My guess is that your space isn't really a space. Run
od -hc out.txt
to double check that it is really a space.
The end of line chars are:
System Hex Value Type
Mac 0D 13 CR
DOS 0D 0A 13 10 CR LF
Unix 0A 10 LF
For a end of line on each system you can:
printf("%c", 13);
printf("%c%c", 13, 10);
printf("%c", 10);
You can use this like
printf("empty");
printf("%c", 10);
Wikipedia Newline article here.
Try removing the '\n' from your printf()
statements, and run the code again. If the output file looks like one long word (no spaces), then you know that the only thing being inserted after the text is that '\n'.
I assume that the editor you are using to read the out.txt file just makes it look like there is an extra space after the output.
If you are still unsure, you can write a quick program to read in out.txt and determine the ASCII code of each character.
First, the code sample you've given doesn't compile as o and d are not defined...

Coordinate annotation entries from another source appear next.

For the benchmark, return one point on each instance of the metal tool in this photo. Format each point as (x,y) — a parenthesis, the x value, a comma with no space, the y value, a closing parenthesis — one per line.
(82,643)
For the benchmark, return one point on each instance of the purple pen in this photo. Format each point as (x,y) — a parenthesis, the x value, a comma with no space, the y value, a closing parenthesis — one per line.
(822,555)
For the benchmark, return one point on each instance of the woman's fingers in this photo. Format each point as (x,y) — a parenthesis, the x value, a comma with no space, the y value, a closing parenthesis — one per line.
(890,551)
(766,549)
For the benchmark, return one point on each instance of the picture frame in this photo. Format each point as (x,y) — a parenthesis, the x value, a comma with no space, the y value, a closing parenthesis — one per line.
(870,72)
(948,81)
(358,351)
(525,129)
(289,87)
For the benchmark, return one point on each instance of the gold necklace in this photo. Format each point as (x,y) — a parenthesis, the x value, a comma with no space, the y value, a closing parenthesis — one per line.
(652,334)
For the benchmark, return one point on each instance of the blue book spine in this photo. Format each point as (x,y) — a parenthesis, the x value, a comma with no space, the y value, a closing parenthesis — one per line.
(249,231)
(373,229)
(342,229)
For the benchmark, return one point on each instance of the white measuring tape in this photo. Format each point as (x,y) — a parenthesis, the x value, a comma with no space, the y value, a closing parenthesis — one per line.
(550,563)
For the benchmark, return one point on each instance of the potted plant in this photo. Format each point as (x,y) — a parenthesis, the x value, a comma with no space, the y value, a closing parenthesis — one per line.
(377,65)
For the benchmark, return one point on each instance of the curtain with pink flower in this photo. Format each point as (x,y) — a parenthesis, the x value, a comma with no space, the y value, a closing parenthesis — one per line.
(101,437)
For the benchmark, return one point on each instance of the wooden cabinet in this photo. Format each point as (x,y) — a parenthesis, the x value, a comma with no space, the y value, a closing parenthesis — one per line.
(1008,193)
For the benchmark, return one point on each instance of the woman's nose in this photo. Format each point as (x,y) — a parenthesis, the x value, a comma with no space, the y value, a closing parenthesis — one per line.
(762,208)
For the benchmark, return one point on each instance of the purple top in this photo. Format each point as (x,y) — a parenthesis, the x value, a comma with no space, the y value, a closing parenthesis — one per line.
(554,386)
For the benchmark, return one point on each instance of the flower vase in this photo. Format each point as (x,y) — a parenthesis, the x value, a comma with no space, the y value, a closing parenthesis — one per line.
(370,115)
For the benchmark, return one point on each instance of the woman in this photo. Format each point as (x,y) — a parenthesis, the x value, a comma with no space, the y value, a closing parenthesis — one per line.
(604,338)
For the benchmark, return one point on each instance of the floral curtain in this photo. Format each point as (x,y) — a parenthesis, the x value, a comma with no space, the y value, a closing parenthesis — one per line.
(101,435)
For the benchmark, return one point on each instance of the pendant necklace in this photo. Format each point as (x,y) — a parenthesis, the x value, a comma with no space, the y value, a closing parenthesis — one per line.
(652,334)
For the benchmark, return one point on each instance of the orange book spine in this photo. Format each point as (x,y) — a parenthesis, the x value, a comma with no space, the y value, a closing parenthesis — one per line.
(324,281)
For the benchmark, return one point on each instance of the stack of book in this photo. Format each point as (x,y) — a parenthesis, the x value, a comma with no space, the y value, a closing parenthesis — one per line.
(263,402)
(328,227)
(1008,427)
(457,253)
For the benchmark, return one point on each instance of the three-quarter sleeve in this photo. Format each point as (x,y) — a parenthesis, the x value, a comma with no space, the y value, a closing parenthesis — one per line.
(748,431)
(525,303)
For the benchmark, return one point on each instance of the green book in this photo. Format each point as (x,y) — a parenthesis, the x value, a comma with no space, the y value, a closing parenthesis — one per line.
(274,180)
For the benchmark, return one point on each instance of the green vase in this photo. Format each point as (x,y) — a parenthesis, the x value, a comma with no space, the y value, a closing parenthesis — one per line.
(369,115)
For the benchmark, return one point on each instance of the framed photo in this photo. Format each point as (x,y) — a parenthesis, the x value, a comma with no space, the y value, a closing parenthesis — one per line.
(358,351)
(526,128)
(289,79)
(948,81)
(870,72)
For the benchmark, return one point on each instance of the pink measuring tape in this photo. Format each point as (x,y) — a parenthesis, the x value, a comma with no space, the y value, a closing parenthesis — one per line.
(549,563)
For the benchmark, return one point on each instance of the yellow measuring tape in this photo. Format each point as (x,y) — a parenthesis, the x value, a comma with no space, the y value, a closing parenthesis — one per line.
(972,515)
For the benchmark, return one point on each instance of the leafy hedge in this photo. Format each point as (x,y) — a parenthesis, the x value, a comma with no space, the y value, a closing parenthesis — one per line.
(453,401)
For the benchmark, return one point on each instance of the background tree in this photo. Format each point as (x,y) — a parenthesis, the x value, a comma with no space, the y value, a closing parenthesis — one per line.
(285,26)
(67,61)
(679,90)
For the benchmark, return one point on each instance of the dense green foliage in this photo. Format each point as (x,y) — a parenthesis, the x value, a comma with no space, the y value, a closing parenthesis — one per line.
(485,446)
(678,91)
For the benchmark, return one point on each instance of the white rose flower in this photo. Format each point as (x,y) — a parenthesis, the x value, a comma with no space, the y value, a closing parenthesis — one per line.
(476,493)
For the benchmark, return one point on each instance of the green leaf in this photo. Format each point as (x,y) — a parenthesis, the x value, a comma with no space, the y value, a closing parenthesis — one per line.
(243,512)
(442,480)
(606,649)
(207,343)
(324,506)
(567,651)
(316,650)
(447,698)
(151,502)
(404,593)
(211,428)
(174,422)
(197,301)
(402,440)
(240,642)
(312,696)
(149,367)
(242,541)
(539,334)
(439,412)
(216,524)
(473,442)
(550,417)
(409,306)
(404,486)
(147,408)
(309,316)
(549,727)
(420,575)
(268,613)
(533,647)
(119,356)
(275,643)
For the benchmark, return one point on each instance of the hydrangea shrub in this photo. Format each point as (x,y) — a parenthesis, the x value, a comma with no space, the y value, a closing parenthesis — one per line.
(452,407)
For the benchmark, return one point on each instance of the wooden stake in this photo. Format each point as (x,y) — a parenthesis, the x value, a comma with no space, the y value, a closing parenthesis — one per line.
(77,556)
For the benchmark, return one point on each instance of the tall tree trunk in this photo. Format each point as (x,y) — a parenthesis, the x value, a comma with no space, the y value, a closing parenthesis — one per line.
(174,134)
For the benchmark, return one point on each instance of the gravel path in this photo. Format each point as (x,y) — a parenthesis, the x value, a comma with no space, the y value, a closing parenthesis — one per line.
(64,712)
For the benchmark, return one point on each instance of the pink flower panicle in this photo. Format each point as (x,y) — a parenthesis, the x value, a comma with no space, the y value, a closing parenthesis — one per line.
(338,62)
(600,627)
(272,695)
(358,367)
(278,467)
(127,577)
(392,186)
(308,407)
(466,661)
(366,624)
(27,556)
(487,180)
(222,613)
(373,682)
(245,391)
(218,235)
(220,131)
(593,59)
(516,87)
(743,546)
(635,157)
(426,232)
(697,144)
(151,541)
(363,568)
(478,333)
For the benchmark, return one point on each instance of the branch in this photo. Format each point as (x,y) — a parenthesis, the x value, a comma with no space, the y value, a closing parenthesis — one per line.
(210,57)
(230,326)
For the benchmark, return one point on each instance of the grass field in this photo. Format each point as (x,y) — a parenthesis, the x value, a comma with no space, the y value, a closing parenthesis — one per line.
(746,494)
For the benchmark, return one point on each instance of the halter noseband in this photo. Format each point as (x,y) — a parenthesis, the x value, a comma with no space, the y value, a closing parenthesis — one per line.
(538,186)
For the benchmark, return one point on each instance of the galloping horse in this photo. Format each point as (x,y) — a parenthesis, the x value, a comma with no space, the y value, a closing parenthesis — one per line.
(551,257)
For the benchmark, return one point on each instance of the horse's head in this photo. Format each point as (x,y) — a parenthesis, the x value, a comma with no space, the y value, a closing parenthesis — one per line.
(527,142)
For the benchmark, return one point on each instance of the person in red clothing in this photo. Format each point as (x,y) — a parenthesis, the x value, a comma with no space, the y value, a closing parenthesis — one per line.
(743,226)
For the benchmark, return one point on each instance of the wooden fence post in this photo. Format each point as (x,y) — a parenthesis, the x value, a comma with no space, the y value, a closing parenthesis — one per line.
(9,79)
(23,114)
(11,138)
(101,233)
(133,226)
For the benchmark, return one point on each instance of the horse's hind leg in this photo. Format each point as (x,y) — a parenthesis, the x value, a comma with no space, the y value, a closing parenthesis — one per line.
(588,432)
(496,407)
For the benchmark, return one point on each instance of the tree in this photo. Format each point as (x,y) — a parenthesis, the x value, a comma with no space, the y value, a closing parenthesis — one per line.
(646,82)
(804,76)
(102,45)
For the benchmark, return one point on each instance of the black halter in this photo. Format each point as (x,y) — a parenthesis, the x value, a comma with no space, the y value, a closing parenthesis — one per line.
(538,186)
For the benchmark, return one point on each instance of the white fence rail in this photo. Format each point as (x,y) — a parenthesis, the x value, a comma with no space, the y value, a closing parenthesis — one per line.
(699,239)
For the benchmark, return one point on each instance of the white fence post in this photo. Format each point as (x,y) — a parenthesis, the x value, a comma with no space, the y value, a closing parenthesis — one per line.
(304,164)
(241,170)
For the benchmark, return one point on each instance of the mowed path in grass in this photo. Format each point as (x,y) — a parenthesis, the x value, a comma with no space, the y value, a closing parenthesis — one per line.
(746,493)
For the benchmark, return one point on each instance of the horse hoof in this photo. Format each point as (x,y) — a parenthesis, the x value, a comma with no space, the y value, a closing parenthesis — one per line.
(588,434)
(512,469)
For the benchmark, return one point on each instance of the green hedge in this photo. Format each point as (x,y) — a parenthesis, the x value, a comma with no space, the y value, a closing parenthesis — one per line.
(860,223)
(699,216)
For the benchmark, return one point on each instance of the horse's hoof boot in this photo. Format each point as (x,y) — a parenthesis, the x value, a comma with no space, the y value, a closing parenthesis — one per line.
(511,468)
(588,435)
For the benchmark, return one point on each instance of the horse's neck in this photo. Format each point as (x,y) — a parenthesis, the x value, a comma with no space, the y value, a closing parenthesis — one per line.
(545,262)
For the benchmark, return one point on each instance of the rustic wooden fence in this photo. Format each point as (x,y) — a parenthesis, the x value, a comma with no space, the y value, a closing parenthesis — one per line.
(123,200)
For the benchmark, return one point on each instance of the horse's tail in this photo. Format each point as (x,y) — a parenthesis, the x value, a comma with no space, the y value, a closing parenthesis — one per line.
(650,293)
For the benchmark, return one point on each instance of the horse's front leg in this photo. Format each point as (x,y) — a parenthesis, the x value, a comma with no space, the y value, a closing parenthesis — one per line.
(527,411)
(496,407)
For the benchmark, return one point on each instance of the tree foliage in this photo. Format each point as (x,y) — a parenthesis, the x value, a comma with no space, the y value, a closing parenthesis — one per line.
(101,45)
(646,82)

Second, you've probably got whitespace at the end of the line you're reading in from the input file. Try opening it in vi to see. Otherwise, you can call a trim function on each line prior to output and be done with it.
Good luck!
Make sure you're looking at the output of the program you expect; this has a syntax error (no ";" after int n
).
Okay, it's a little hard to figure this out, as the example program has numerous errors:
g++ -o example example.cc
example.cc: In function 'int main()':
example.cc:19: error: 'k' was not declared in this scope
example.cc:22: error: 'o' was not declared in this scope
example.cc:24: error: 'd' was not declared in this scope
make: *** [example] Error 1
But it's not going to be your input file; your scanf will be loading whatever you're typing into int
s. This example, though:
/* scan -- try scanf */
#include <stdio.h>
int main(){
int n ;
(void) scanf("%d",&n);
printf("%d\n", n);
return 0;
}
produced this result:
bash $ ./scan | od -c
42
0000000 4 2 \n
0000003
on Mac OS/X. Get us a copy of the code you're actually running, and the results of od -c.
I feel like it's not even close to this, but if you run this on Windows, you'll get \r\n as line terminators, and, maybe, under *nix, under a non-Windows-aware text editor, you'll get \r as a common blank space, since \r is not printable.
Long shot, the best way to test this is using an hexadecimal editor and see the file yourself.